An artist's rendering of the proposed Lawrence Regional Life Sciences Incubator

Economic development leaders Tuesday evening unveiled an $8 million plan to build a life sciences incubator facility on Kansas University’s West Campus to attract promising high-tech start-up companies.

City and county commissioners at a joint study session said they were interested in committing a total of $1.5 million to the project during the next 10 years.

The goal of the proposed facility – planned for a West Campus location right across the street from the university’s new Multidisciplinary Research Building – is to allow start-up companies using KU research to locate in Lawrence.

“I certainly see promising technology developed at KU get exported outside this county, outside this state, and somebody else gets to capitalize off its success,” said Matt McClorey, president of the Lawrence Regional Technology Center. “Does this guarantee that we will capitalize off of every research opportunity at KU? No, but it does give us the opportunity to tell these researchers that you can do this locally.”
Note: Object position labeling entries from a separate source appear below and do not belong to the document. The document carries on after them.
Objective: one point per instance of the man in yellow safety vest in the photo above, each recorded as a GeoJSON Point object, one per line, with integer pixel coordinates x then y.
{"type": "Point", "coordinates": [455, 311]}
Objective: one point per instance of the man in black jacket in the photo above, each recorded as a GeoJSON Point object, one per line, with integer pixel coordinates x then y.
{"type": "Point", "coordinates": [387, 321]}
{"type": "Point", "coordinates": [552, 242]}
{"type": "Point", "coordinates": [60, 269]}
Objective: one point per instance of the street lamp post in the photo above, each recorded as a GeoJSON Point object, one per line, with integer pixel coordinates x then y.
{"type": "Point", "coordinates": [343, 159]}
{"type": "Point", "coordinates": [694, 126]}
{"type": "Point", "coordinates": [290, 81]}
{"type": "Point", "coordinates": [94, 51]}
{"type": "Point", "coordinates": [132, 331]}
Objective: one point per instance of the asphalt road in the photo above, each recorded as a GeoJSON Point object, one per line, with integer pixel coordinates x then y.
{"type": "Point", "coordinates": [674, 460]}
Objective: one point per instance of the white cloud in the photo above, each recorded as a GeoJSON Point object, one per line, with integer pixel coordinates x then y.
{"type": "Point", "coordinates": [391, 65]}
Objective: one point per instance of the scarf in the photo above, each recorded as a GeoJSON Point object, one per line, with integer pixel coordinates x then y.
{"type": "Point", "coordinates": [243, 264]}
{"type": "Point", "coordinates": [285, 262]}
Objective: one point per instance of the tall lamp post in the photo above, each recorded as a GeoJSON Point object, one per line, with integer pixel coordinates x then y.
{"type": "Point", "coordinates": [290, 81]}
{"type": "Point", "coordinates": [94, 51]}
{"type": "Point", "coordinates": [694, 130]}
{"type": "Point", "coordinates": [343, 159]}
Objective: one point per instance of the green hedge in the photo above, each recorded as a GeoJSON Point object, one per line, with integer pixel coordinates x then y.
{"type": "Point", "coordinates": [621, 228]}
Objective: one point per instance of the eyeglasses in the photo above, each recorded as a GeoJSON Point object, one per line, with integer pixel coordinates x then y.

The proposed deal would require the city and county to each provide the incubator with $75,000 per year for 10 years. Kansas University would provide the land for the incubator and $1.5 million in cash during a three- to four-year period. The Lawrence-Douglas County Bioscience Authority would provide $500,000. Economic development leaders are optimistic that the remaining $4 million would be provided by the Kansas Bioscience Authority.
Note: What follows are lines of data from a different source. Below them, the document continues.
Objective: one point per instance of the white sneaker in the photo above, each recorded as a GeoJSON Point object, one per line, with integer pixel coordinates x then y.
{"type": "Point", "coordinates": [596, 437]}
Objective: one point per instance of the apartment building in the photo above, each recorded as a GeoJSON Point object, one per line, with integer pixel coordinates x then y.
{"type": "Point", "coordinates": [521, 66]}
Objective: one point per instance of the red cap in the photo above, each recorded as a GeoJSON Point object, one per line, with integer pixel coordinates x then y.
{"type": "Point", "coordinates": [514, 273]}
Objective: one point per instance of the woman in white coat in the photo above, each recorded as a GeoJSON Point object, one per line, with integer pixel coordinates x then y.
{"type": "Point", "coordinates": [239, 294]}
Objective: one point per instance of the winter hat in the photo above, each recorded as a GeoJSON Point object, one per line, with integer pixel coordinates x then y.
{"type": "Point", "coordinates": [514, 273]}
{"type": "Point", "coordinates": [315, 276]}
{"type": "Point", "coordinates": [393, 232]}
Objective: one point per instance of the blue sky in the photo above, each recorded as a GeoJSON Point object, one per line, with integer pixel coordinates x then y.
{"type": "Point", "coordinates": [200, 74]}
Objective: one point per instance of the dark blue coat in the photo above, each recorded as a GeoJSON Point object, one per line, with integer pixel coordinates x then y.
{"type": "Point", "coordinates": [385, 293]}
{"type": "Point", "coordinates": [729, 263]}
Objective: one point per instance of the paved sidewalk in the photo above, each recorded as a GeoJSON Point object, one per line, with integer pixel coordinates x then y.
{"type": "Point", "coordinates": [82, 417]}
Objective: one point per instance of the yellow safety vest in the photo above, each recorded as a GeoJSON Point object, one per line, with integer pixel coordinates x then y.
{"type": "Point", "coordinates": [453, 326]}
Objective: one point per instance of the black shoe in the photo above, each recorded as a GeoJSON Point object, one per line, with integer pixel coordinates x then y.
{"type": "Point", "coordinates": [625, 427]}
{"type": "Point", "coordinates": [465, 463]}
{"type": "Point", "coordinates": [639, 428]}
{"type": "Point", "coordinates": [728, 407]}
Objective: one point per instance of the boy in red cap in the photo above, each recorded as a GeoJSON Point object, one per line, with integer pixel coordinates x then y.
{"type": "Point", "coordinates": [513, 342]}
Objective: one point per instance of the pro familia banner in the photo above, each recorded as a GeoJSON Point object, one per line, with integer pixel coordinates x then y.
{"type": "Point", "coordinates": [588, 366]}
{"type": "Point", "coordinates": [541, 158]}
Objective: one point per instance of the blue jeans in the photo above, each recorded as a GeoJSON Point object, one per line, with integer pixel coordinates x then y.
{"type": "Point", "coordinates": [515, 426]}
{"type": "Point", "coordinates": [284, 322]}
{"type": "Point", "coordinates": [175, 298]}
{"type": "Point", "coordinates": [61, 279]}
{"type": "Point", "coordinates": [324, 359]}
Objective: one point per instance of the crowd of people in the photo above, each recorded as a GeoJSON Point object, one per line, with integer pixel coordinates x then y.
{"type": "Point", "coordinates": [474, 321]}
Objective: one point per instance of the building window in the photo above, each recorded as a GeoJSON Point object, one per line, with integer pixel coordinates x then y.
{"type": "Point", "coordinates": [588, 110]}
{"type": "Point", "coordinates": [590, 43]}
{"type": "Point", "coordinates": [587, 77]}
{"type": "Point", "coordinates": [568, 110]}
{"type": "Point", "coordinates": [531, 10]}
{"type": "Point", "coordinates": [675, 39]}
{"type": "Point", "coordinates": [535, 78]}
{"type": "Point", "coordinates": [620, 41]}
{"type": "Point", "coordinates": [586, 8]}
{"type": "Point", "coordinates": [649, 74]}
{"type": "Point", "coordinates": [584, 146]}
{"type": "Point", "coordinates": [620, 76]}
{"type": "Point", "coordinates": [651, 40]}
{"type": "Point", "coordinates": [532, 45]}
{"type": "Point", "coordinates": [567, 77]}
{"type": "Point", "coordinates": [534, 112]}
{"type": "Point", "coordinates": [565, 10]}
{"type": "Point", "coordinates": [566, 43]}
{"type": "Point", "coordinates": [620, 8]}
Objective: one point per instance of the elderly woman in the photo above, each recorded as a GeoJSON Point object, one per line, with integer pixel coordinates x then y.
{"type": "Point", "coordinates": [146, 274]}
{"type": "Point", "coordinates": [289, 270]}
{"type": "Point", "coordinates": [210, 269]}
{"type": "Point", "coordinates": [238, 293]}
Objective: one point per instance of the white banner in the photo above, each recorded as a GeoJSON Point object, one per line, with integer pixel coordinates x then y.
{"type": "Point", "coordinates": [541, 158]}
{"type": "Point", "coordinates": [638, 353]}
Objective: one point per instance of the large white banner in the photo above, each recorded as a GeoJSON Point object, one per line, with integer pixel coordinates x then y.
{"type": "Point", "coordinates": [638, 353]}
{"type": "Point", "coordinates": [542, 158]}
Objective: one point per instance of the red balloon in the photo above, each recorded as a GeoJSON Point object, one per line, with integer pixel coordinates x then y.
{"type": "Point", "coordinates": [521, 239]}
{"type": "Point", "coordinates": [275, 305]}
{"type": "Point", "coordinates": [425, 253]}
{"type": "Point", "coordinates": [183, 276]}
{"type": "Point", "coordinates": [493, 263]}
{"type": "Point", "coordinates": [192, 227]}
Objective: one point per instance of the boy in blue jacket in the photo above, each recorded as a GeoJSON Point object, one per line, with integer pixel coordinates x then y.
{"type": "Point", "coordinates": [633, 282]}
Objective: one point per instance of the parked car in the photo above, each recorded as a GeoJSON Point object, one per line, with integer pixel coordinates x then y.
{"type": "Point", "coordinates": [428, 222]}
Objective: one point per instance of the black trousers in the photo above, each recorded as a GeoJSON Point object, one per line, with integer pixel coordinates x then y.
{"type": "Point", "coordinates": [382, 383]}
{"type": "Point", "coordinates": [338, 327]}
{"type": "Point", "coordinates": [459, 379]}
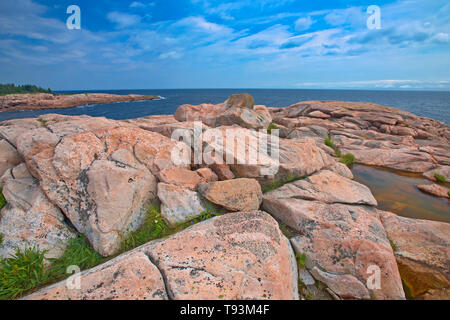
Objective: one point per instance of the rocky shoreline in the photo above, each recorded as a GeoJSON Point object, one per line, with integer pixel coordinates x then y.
{"type": "Point", "coordinates": [40, 101]}
{"type": "Point", "coordinates": [306, 230]}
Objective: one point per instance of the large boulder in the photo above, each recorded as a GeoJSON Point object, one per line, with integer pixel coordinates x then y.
{"type": "Point", "coordinates": [239, 110]}
{"type": "Point", "coordinates": [245, 153]}
{"type": "Point", "coordinates": [327, 187]}
{"type": "Point", "coordinates": [234, 195]}
{"type": "Point", "coordinates": [422, 250]}
{"type": "Point", "coordinates": [238, 256]}
{"type": "Point", "coordinates": [179, 204]}
{"type": "Point", "coordinates": [131, 276]}
{"type": "Point", "coordinates": [344, 245]}
{"type": "Point", "coordinates": [30, 220]}
{"type": "Point", "coordinates": [9, 157]}
{"type": "Point", "coordinates": [102, 179]}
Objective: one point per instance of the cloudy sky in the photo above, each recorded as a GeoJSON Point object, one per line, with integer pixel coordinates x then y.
{"type": "Point", "coordinates": [226, 44]}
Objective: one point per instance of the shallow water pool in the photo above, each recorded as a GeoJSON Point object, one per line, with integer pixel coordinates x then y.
{"type": "Point", "coordinates": [397, 192]}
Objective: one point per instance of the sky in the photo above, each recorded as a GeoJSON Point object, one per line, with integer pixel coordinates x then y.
{"type": "Point", "coordinates": [173, 44]}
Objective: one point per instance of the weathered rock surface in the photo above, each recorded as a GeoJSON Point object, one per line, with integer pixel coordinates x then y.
{"type": "Point", "coordinates": [9, 157]}
{"type": "Point", "coordinates": [102, 179]}
{"type": "Point", "coordinates": [50, 101]}
{"type": "Point", "coordinates": [422, 250]}
{"type": "Point", "coordinates": [181, 177]}
{"type": "Point", "coordinates": [325, 186]}
{"type": "Point", "coordinates": [282, 160]}
{"type": "Point", "coordinates": [341, 243]}
{"type": "Point", "coordinates": [238, 109]}
{"type": "Point", "coordinates": [131, 276]}
{"type": "Point", "coordinates": [234, 195]}
{"type": "Point", "coordinates": [435, 190]}
{"type": "Point", "coordinates": [239, 255]}
{"type": "Point", "coordinates": [179, 204]}
{"type": "Point", "coordinates": [443, 171]}
{"type": "Point", "coordinates": [30, 220]}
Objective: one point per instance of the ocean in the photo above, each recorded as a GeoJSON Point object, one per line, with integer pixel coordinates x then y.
{"type": "Point", "coordinates": [431, 104]}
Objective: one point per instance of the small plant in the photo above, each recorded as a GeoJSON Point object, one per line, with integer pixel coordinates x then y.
{"type": "Point", "coordinates": [2, 199]}
{"type": "Point", "coordinates": [154, 227]}
{"type": "Point", "coordinates": [78, 253]}
{"type": "Point", "coordinates": [301, 259]}
{"type": "Point", "coordinates": [348, 159]}
{"type": "Point", "coordinates": [272, 126]}
{"type": "Point", "coordinates": [329, 142]}
{"type": "Point", "coordinates": [440, 178]}
{"type": "Point", "coordinates": [21, 272]}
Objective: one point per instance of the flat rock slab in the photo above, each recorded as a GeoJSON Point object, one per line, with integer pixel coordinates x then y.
{"type": "Point", "coordinates": [131, 276]}
{"type": "Point", "coordinates": [179, 204]}
{"type": "Point", "coordinates": [239, 255]}
{"type": "Point", "coordinates": [30, 219]}
{"type": "Point", "coordinates": [342, 242]}
{"type": "Point", "coordinates": [422, 250]}
{"type": "Point", "coordinates": [234, 195]}
{"type": "Point", "coordinates": [325, 186]}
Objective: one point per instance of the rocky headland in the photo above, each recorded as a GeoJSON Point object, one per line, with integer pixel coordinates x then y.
{"type": "Point", "coordinates": [39, 101]}
{"type": "Point", "coordinates": [240, 231]}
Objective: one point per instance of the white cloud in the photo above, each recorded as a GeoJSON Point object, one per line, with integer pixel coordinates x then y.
{"type": "Point", "coordinates": [123, 20]}
{"type": "Point", "coordinates": [303, 23]}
The incubator would be a 20,000-square-foot building that would provide both office space and lab space for start-up companies that are in the drug development field and other life-science arenas.

The building – which could be expanded to 40,000 square feet – would be owned by the local bioscience authority, and day-to-day management would be contracted to McClorey’s Lawrence Regional Technology Center. That nonprofit organization provides business consulting and management services for start-up technology companies.
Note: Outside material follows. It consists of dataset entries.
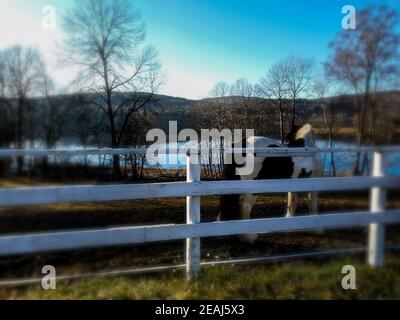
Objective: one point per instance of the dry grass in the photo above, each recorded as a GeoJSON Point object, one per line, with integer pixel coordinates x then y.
{"type": "Point", "coordinates": [296, 280]}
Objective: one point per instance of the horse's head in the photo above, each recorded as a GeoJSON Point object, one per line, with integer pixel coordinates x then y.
{"type": "Point", "coordinates": [300, 137]}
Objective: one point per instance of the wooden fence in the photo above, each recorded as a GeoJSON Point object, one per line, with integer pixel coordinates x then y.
{"type": "Point", "coordinates": [376, 218]}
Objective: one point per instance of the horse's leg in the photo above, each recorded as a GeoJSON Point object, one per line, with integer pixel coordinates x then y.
{"type": "Point", "coordinates": [292, 204]}
{"type": "Point", "coordinates": [246, 205]}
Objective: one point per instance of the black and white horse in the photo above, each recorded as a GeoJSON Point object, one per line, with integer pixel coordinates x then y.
{"type": "Point", "coordinates": [235, 207]}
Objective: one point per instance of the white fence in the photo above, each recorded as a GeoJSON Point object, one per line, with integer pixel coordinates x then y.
{"type": "Point", "coordinates": [193, 189]}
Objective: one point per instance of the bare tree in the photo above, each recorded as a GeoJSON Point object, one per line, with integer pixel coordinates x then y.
{"type": "Point", "coordinates": [106, 40]}
{"type": "Point", "coordinates": [22, 71]}
{"type": "Point", "coordinates": [243, 92]}
{"type": "Point", "coordinates": [321, 90]}
{"type": "Point", "coordinates": [366, 59]}
{"type": "Point", "coordinates": [274, 86]}
{"type": "Point", "coordinates": [299, 74]}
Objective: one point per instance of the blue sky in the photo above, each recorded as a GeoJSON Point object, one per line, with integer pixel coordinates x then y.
{"type": "Point", "coordinates": [201, 42]}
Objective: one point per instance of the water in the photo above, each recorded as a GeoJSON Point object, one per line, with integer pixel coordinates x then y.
{"type": "Point", "coordinates": [344, 161]}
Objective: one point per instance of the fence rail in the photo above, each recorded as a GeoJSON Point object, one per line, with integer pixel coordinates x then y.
{"type": "Point", "coordinates": [193, 189]}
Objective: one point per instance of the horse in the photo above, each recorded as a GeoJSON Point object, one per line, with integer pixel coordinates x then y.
{"type": "Point", "coordinates": [237, 206]}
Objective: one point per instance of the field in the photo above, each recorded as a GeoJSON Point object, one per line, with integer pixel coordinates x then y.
{"type": "Point", "coordinates": [304, 279]}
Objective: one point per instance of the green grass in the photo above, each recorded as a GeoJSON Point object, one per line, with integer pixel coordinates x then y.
{"type": "Point", "coordinates": [295, 280]}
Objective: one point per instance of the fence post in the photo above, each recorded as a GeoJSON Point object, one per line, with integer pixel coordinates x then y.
{"type": "Point", "coordinates": [193, 217]}
{"type": "Point", "coordinates": [377, 205]}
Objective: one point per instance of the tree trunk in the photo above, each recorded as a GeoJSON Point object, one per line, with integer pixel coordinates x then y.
{"type": "Point", "coordinates": [282, 125]}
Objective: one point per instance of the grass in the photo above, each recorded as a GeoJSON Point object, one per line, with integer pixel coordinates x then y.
{"type": "Point", "coordinates": [294, 280]}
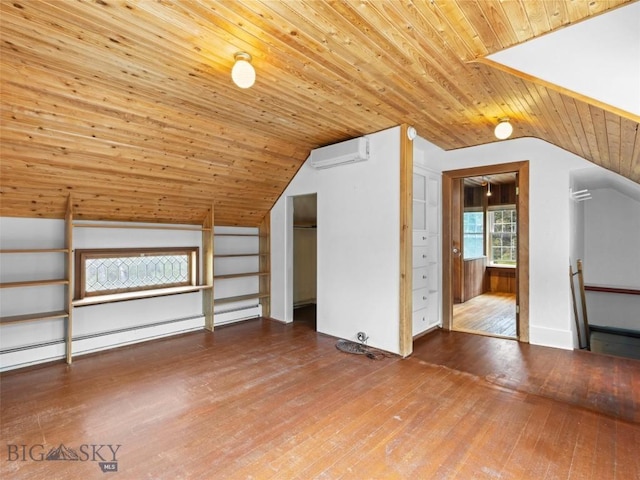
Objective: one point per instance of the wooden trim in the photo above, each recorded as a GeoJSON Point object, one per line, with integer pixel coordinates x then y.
{"type": "Point", "coordinates": [264, 249]}
{"type": "Point", "coordinates": [240, 275]}
{"type": "Point", "coordinates": [447, 258]}
{"type": "Point", "coordinates": [229, 255]}
{"type": "Point", "coordinates": [207, 269]}
{"type": "Point", "coordinates": [239, 298]}
{"type": "Point", "coordinates": [448, 177]}
{"type": "Point", "coordinates": [121, 297]}
{"type": "Point", "coordinates": [604, 289]}
{"type": "Point", "coordinates": [559, 89]}
{"type": "Point", "coordinates": [522, 269]}
{"type": "Point", "coordinates": [237, 234]}
{"type": "Point", "coordinates": [69, 273]}
{"type": "Point", "coordinates": [34, 283]}
{"type": "Point", "coordinates": [406, 243]}
{"type": "Point", "coordinates": [83, 254]}
{"type": "Point", "coordinates": [32, 317]}
{"type": "Point", "coordinates": [35, 250]}
{"type": "Point", "coordinates": [144, 227]}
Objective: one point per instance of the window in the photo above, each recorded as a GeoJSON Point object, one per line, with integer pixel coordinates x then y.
{"type": "Point", "coordinates": [103, 272]}
{"type": "Point", "coordinates": [473, 241]}
{"type": "Point", "coordinates": [503, 236]}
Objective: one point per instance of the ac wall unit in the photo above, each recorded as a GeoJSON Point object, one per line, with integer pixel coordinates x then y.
{"type": "Point", "coordinates": [351, 151]}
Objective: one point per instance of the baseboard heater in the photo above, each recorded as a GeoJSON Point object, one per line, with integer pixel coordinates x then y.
{"type": "Point", "coordinates": [26, 355]}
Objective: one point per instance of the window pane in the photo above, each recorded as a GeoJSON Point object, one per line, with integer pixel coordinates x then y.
{"type": "Point", "coordinates": [142, 271]}
{"type": "Point", "coordinates": [503, 236]}
{"type": "Point", "coordinates": [473, 239]}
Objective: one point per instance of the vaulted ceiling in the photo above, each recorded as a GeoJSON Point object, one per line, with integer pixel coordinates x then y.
{"type": "Point", "coordinates": [129, 106]}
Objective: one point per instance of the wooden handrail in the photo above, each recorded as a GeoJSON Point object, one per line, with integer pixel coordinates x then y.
{"type": "Point", "coordinates": [623, 290]}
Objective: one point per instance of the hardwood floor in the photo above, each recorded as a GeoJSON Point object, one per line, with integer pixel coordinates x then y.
{"type": "Point", "coordinates": [491, 313]}
{"type": "Point", "coordinates": [264, 400]}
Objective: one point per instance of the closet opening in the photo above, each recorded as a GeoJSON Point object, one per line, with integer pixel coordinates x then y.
{"type": "Point", "coordinates": [305, 240]}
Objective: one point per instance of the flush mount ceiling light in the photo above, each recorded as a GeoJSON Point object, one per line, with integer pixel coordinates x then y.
{"type": "Point", "coordinates": [504, 129]}
{"type": "Point", "coordinates": [243, 74]}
McClorey said the goal is to have the incubator facility operating by the spring of 2010. Within five years, the incubator is estimated to be self-sustaining through rents paid by tenants.

Elected leaders generally were positive about the concept, and agreed to put it on their commissions’ agendas for formal action within the next 30 to 45 days.

Several commissioners said that they believed the project would allow the city to really target businesses that can benefit from being close to KU.

“It does seem like it is worth looking at,” said City Commissioner Rob Chestnut. “I wonder if our lack of economic development has been because we’re not leveraging our resources at KU.”

Commissioners also said they believed Lawrence would have better luck in keeping start-up companies in Lawrence than the community has in attracting outside companies to locate in the city.

But County Commissioner Charles Jones said it would be important for the city and county to move ahead on a larger scale business park to house companies that grow out of the incubator space.

“I believe fully that if we don’t make plans for the back end of this, we’ll have an incubator facility that will do a great job of sending companies to Olathe or the Sunflower area or somewhere else in Johnson County,” Jones said.

The $75,000 per year investment that the city and county would make in the project would be in addition to $200,000 per year that the two commissions already are providing to the local bioscience authority. Over 10 years, that commitment would provide the bioscience authority with about $4 million. The local authority is proposing to use $500,000 of that $4 million amount for the incubator project, leaving the rest for other future projects.